My Heartbeat is a 2002 novel by Garret Freymann-Weyr, about a fourteen-year-old girl who discovers that her brother and his best friend, James, who she has been in love with for years, could be a couple. It was named a Printz Honor book in 2003.

==Plot summary==
Ellen is a fourteen-year-old girl going into her freshman year of high school in New York City. She has been in love with her brother Link's best friend James for as long as he can remember. She is often invited to come along with Link and James to hang out and James says that when Ellen grows out of her crush on him, it will "break his heart." A friend from school asks Ellen what she thinks it's like that her brother and James are "like a couple." In order to understand the speculations that Link and James are “like a couple,” Ellen researches the topic of homosexuality.

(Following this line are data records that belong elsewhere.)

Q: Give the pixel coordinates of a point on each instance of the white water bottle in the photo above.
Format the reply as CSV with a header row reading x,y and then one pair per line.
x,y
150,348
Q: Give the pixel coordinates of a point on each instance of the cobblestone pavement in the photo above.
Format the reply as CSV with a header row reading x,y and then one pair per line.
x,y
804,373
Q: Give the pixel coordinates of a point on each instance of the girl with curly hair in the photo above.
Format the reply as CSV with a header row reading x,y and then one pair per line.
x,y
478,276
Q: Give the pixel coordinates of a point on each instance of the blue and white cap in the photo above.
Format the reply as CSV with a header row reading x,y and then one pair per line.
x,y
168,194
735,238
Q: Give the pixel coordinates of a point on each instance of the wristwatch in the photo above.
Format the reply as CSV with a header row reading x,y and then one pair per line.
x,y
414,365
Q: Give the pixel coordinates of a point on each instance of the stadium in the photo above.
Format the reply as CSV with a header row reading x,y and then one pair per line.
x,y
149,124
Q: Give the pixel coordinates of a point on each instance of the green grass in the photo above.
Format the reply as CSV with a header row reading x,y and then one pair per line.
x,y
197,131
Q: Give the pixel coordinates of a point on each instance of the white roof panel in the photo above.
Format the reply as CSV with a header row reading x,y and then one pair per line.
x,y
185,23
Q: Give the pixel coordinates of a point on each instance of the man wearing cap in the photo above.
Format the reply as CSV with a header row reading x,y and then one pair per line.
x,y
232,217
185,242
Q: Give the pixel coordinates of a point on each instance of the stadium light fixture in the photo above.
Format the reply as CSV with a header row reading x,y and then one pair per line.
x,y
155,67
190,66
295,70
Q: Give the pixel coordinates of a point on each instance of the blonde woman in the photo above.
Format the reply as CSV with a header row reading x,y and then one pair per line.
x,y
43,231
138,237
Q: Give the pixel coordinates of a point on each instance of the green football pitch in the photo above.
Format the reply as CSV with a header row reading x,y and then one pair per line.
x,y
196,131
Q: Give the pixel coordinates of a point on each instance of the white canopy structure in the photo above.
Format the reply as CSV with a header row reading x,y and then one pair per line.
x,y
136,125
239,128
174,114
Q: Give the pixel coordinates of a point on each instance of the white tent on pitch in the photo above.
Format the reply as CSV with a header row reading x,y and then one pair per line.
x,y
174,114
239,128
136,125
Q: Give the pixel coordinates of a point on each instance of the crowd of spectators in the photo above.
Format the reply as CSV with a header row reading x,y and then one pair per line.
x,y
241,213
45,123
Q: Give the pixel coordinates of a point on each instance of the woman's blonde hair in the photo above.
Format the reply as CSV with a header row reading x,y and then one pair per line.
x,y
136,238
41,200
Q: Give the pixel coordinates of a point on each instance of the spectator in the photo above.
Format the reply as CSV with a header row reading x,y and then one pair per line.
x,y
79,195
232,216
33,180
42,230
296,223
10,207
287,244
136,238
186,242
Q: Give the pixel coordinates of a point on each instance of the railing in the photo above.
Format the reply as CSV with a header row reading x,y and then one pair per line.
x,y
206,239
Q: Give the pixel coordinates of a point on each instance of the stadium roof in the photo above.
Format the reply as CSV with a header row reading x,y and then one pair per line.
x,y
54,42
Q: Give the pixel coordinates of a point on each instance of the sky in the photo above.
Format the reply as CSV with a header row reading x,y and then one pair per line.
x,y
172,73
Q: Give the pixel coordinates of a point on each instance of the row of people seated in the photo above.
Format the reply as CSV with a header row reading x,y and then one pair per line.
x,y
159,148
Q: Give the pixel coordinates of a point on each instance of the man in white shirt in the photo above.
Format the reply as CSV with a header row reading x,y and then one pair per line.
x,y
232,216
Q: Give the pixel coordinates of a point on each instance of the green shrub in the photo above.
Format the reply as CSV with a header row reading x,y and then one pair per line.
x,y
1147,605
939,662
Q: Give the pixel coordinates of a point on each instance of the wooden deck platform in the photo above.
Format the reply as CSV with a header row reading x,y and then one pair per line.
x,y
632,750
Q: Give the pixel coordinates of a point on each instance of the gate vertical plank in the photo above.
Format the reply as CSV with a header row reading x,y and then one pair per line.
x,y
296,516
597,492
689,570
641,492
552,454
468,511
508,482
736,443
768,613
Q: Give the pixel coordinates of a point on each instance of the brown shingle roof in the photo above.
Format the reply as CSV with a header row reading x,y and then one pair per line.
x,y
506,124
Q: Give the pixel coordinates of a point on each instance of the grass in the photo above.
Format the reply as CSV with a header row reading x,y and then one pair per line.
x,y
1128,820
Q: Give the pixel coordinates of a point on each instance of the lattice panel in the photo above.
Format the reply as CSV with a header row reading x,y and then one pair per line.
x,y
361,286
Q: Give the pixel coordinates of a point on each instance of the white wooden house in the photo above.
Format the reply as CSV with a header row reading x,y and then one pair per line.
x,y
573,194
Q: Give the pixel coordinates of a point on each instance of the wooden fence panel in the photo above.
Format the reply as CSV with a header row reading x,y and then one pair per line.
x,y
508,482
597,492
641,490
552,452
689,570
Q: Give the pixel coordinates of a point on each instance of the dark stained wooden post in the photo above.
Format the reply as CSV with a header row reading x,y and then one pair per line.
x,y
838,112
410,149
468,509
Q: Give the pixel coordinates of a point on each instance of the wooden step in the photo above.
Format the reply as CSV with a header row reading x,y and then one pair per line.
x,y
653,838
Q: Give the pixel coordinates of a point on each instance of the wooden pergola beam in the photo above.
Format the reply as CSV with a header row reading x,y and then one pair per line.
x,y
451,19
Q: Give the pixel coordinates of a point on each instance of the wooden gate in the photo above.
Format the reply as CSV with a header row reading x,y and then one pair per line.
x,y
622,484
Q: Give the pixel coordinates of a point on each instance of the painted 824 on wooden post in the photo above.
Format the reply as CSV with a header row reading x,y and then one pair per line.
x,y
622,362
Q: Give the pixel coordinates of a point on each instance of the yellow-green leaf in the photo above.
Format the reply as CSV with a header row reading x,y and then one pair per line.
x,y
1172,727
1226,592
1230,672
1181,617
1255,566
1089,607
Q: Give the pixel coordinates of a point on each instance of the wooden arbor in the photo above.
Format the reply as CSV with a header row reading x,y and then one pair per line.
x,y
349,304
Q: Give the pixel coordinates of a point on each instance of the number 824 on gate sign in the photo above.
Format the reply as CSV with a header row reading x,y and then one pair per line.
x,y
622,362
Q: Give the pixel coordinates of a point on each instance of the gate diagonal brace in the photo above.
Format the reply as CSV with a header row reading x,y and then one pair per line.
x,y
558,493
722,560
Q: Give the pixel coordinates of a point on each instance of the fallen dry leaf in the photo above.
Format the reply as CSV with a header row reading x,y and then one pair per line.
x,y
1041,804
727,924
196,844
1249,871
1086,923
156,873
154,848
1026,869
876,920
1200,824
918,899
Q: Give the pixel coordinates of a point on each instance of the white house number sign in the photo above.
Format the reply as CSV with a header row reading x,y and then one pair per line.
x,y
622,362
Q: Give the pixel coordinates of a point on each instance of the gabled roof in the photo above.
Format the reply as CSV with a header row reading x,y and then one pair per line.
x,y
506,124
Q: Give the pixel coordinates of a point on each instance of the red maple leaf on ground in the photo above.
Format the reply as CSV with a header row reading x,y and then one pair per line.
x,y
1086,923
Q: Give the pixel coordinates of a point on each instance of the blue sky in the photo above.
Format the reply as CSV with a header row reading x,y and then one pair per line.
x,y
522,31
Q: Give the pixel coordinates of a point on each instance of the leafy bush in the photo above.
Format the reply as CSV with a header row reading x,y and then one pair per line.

After her research, Ellen comes to believe that homophobic attitudes and behaviors are due to ignorance. Thus, Ellen concludes that being gay in a contemporary society should be accepted. Furthermore, her mother is okay with her son being gay. However, her father is not. Link denies being gay, but James tells Ellen that both of them might be, yet Link is scared of it while James is okay with it. James also reveals that he has slept with other men to make Link jealous. Link, James, and Ellen get into a big fight in which Link and James stop talking to each other, and Link gets a girlfriend, the older sister of the best friend who asks Ellen if she thinks if her brother and James are gay. College applications soon come and Link, the kid known for being smart, turns in his exams all blank. He ends up going to counseling, and makes it in everywhere he applied, but chooses Yale for their father, who was dying for Link to go there. Meanwhile, James and Ellen start dating, but when James's college applications return, Ellen finds out that he was planning on going to art school all along. James chooses a school in Germany where his mother went before going to law school, and for which he got a scholarship. They agree to break up before James leaves for Germany. Around Christmas, James, Link, and Ellen get together for a dinner in which they sort of make up their differences.